Tutorial: Modeling Weather Data¶
This tutorial shapes weather data using a combination of UI actions and OPAL statements. You use a combination of the UI and OPAL, performing some actions in the UI and some with OPAL. Also, not every OPAL operation has an equivalent in the UI.
To become familiar with Observe terminology and concepts, you may want to review the Observe Concepts page.
For this tutorial, you create new datasets for the incoming data, and use Worksheets to extract fields and create metrics, and display data on a dashboard.
You will cover the following topics in this tutorial:
OpenWeather Data¶
Each weather observation contains the current conditions for a single location, with common measurements such as temperature, humidity, wind speed, and more.

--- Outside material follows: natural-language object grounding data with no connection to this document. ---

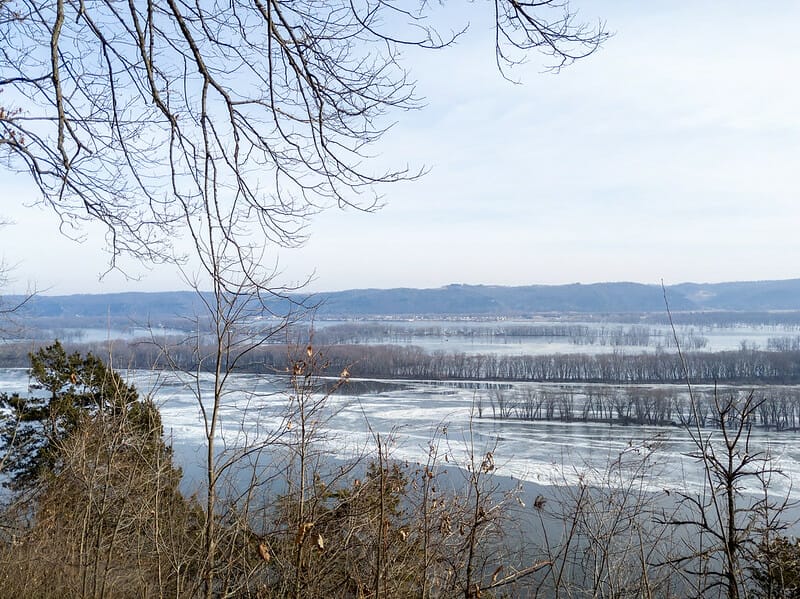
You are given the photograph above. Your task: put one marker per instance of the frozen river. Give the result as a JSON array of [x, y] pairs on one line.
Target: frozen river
[[415, 414]]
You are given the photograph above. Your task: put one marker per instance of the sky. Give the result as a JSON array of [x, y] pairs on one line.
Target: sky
[[673, 154]]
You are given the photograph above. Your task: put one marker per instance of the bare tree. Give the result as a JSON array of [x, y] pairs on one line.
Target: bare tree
[[143, 114]]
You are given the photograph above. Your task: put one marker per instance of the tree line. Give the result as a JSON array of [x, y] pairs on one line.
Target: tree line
[[744, 366]]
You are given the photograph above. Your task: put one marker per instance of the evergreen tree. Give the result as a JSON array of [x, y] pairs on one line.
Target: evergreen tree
[[66, 391]]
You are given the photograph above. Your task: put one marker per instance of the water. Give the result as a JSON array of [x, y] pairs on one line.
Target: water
[[414, 415]]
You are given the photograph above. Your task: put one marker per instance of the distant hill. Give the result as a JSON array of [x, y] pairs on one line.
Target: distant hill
[[456, 300]]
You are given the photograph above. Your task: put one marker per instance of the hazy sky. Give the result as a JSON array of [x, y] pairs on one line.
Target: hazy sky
[[673, 153]]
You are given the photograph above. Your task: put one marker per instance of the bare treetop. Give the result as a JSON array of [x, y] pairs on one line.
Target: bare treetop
[[244, 116]]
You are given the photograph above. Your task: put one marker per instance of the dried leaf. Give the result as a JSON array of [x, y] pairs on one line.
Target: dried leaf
[[302, 530], [263, 551], [496, 572]]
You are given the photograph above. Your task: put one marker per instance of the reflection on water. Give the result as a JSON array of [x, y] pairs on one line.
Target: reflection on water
[[415, 413]]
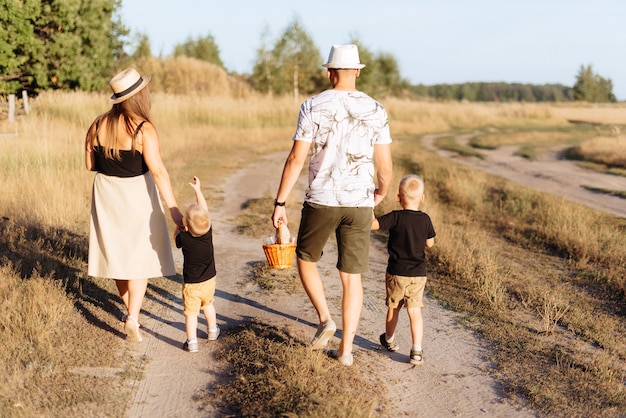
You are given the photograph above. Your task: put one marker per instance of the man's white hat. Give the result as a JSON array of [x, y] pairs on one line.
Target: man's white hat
[[344, 56]]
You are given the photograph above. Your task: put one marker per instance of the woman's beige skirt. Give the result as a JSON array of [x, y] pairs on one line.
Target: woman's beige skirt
[[128, 234]]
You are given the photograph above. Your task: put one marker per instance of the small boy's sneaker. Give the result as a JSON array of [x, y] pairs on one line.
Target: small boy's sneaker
[[191, 346], [214, 334], [390, 346], [324, 333], [417, 357]]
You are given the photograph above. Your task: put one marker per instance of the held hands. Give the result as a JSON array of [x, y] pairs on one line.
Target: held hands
[[378, 197], [279, 216], [195, 184], [177, 216]]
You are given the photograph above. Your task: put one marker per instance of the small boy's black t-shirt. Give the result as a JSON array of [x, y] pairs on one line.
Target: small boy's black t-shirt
[[408, 232], [199, 260]]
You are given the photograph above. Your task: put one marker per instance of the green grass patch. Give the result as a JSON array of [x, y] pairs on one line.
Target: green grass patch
[[274, 374], [618, 193]]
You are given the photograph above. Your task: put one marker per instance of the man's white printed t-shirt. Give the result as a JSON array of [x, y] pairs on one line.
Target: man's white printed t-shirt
[[342, 128]]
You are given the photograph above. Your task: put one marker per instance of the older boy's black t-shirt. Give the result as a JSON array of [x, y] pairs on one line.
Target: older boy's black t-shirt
[[408, 232], [199, 260]]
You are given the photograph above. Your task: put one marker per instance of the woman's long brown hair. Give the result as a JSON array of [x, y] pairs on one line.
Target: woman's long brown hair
[[126, 115]]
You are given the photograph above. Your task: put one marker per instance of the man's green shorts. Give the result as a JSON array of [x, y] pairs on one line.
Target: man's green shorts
[[352, 228]]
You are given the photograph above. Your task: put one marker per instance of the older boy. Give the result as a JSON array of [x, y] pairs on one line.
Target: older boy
[[410, 232]]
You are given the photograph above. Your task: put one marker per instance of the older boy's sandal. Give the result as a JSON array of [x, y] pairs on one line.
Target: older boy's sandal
[[390, 346]]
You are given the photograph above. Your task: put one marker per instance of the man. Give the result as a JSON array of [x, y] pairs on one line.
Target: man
[[348, 135]]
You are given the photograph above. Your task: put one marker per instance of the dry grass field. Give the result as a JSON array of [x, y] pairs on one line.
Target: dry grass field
[[541, 279]]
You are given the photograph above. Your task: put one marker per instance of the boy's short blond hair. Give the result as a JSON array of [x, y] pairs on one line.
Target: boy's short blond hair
[[411, 188], [197, 220]]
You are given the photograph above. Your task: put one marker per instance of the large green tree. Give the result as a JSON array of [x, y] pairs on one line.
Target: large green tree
[[590, 87], [292, 66], [65, 44], [202, 48]]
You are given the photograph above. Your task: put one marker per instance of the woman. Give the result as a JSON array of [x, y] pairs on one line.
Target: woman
[[128, 236]]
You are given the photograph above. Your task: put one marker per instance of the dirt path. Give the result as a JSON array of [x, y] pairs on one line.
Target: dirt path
[[454, 381], [548, 173]]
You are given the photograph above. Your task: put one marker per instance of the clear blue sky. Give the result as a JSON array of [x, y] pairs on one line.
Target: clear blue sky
[[434, 41]]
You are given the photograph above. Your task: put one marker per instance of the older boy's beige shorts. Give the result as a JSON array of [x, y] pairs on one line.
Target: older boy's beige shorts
[[351, 226], [198, 296], [409, 290]]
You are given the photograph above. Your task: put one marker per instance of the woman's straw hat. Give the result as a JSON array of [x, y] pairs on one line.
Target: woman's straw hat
[[344, 56], [126, 84]]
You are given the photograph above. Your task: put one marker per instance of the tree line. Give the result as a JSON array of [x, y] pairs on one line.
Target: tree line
[[76, 45]]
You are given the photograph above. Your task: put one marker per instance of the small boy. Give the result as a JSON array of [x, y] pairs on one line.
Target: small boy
[[196, 240], [410, 232]]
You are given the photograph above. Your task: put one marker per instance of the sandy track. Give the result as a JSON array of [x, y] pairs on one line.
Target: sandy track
[[454, 381], [549, 173]]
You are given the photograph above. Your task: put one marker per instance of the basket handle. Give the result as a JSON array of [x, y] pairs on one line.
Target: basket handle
[[282, 234]]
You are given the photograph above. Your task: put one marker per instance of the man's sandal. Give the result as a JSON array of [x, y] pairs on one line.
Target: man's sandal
[[417, 357]]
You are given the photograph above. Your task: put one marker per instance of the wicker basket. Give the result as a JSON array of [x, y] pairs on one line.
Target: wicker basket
[[279, 256]]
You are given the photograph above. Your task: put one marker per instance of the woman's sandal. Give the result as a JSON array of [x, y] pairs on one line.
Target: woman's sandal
[[132, 330], [417, 357]]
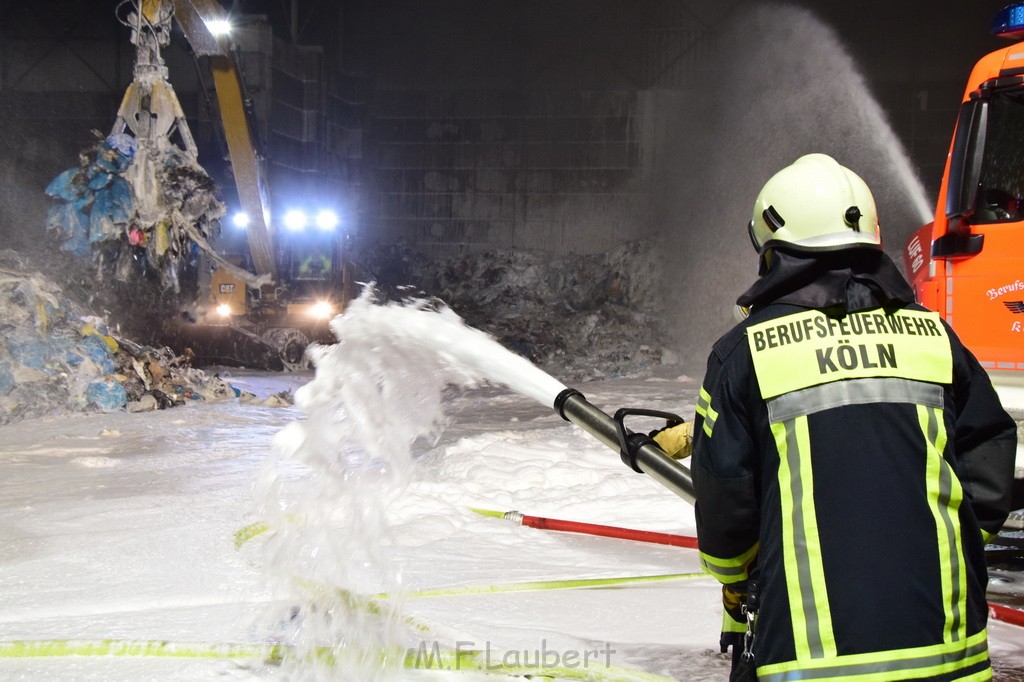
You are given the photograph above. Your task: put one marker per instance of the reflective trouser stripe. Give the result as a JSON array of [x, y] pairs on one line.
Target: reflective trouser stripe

You can find an example of a JSON observation in the OpenWeather documentation.
To begin modeling weather data, install the OpenWeather app. You can find the latest version on your Observe instance’s Applications page.
Figure 1 - The OpenWeather App
To install the app, follow these steps:
From the left navigation bar, click Applications.
Locate the OpenWeather app card, and either click on the install button or click on the card.
Click Install and select the “Recommended (Easy)” option. This should take a few seconds to complete.
After the OpenWeather app successfully installs, you will see the app’s content, and other information.
Figure 2 - The OpenWeather App details
The OpenWeather app bundles four pre-defined datasets:
openweather/City
openweather/Country
openweather/Metrics
openweather/Raw Events
These datasets are derived from a Datastream. When you ingest OpenWeather data, the data initially goes into the Default Datastream. This Datastream contains all the raw, unshaped data ingested into your workspace by the OpenWeather app. The app also includes a Poller that pulls new observations (events) to the datastream regularly by polling the OpenWeather API. We will take the raw data from the Datastream and shape it into distinct Datasets.
Figure 3 - The Default Datastream with OpenWeather data
Identifying the Data of Interest¶
The OpenWeather app presents collected weather information in the Raw Events Dataset. We will use this dataset to get acquainted with Worksheets.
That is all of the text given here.